Róg przedni i trzon łąkotki przyśrodkowej o prawidłowym sygnale, w zakresie rogu tylnego łakotki przyśrodkowej widoczne są strefy niejednorodnie podwyższonego sygnału, ale bez ewidentnej szczeliny pęknięcia - odpowiadają zmianom po szyciu MM lub obszarom zwyrodnienia wewnątrzłąkotkowego.
Chrząstka stawowa o prawidłowej grubości, brak zmian zwyrodnieniowych.
Troczki rzepki, rzepka i reszta rzeczy - w porządku.

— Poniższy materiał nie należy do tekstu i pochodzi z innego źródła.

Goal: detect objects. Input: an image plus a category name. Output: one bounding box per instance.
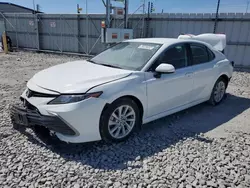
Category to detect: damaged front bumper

Niewielka strefa podwyższonego sygnału (we wszystkich sekwencjach) w brzuścu mięśnia dwugłowego uda tuż przed jego przyczepem dystalnym - może odpowiadać krwiakowi pourazowemu.
I teraz do państwa pytanie, czy to możliwe - jak mówiło już moich 2 lekarzy sportowych, że widoczne przeskakiwanie w kolanie jest wynikiem działania FAŁDU BŁONY maziowej, a nie uszkodzonej łąkotki?
Czy mieliście Państwo podobne przykłady, gdzie to działanie fałdu naprawdę dało się mocno wyczuć (np. badaniem palpacyjnym, kiedy przy skręcie nogi w zgięciu w obszarze jamy stawowej "wyskakuje" pewna struktura).
Aktualnie zalecono mi rehabilitację i wzmocnienie mięśni.
Co sądzą jednak państwo o artroskopii diagnostycznej? Robić, czy czekać?
A może zostałem już hipochondrykiem?